Seriously delinquent residential loans that were modified performed better than loans that weren’t modified, though loans already in foreclosure were less likely to be modified. Modified loan performance varied by servicer.
At least 31 percent of home loans that were either 60 days or more past due or in the foreclosure process as of December 2008 have been modified at least one time.
Those loans, according to a new report, have performed far better than their non-modified, counterparts that had also been seriously delinquent at the height of the financial crisis.
Those findings were reported Monday by Moody’s Investors Service.
The New York-based ratings agency said that it reviewed around 1.1 million loans as of June that had been seriously delinquent in late 2008.
Of the loans that weren’t modified, 45 percent were already in foreclosure in 2008.
“Even though modified loans performed better than those that were not modified, it is difficult to halt the foreclosure process once it has been started,” Moody’s Vice President and Senior Credit Officer William Fricke said in the report. “Servicers, at least initially, chose to modify loans with fewer operational challenges and legal hurdles.”
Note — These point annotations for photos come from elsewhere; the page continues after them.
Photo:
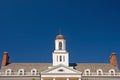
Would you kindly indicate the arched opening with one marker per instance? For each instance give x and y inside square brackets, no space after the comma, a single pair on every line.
[33,72]
[21,72]
[60,45]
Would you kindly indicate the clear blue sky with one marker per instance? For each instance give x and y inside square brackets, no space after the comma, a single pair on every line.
[28,29]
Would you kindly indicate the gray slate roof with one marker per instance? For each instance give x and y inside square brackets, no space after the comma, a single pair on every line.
[44,66]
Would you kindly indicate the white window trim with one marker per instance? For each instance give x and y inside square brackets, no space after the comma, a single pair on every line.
[111,71]
[8,73]
[99,70]
[86,72]
[35,72]
[19,72]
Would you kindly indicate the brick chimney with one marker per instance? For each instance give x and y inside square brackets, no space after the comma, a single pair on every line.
[113,59]
[5,59]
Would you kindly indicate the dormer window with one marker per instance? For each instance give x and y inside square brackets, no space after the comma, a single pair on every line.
[60,45]
[21,72]
[99,72]
[8,72]
[33,72]
[112,72]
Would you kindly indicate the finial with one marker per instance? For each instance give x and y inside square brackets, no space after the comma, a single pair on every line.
[59,31]
[4,51]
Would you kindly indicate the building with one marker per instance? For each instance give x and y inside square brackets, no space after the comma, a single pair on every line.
[60,68]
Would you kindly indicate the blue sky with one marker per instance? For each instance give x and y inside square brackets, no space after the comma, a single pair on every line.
[28,29]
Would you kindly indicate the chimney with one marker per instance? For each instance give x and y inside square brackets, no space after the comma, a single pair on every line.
[5,59]
[113,59]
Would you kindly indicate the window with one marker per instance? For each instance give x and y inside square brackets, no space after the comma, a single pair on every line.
[64,58]
[87,72]
[8,72]
[57,58]
[99,72]
[60,45]
[21,72]
[112,72]
[60,58]
[33,72]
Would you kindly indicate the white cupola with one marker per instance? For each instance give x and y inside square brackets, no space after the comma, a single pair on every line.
[60,55]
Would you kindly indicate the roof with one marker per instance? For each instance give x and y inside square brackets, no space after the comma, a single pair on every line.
[95,66]
[60,36]
[44,66]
Among mortgage servicers analyzed by Moody’s, performance on loans modified by Ocwen Loan Servicing LLC was superior to loans modified by other servicers when factoring in volume and quantity, according to the report.
At 35 percent, Ocwen modified the biggest share of seriously past-due loans as of December 2008. Its share of modified loans that are now current was the second highest at 41 percent, while just 22 percent of modified loans were now delinquent — the lowest of any servicer.
“The performance of Ocwen’s modified loans could reflect the company’s higher propensity to re-modify loans versus other servicers,” Fricke speculated.
He noted that Chase, which had the highest share of modifications that are now current — 44 percent — was conservative in its approach and had the lowest number of overall modifications. Chase focused on performance instead of volume.
The report indicated that 43 percent of GMAC’s modified loans liquidated — the highest rate of all servicers.
“Although this may be attributed to possible flaws in its modification decision process, it could also reflect that the composition of its delinquent loan portfolio in 2008 may have been better suited to short sales,” the report stated. “GMAC’s performance has improved since transferring servicer operations for its GMACM loans to Ocwen in first-quarter 2013. Previous loan modifications and improved economic conditions also boosted performance.”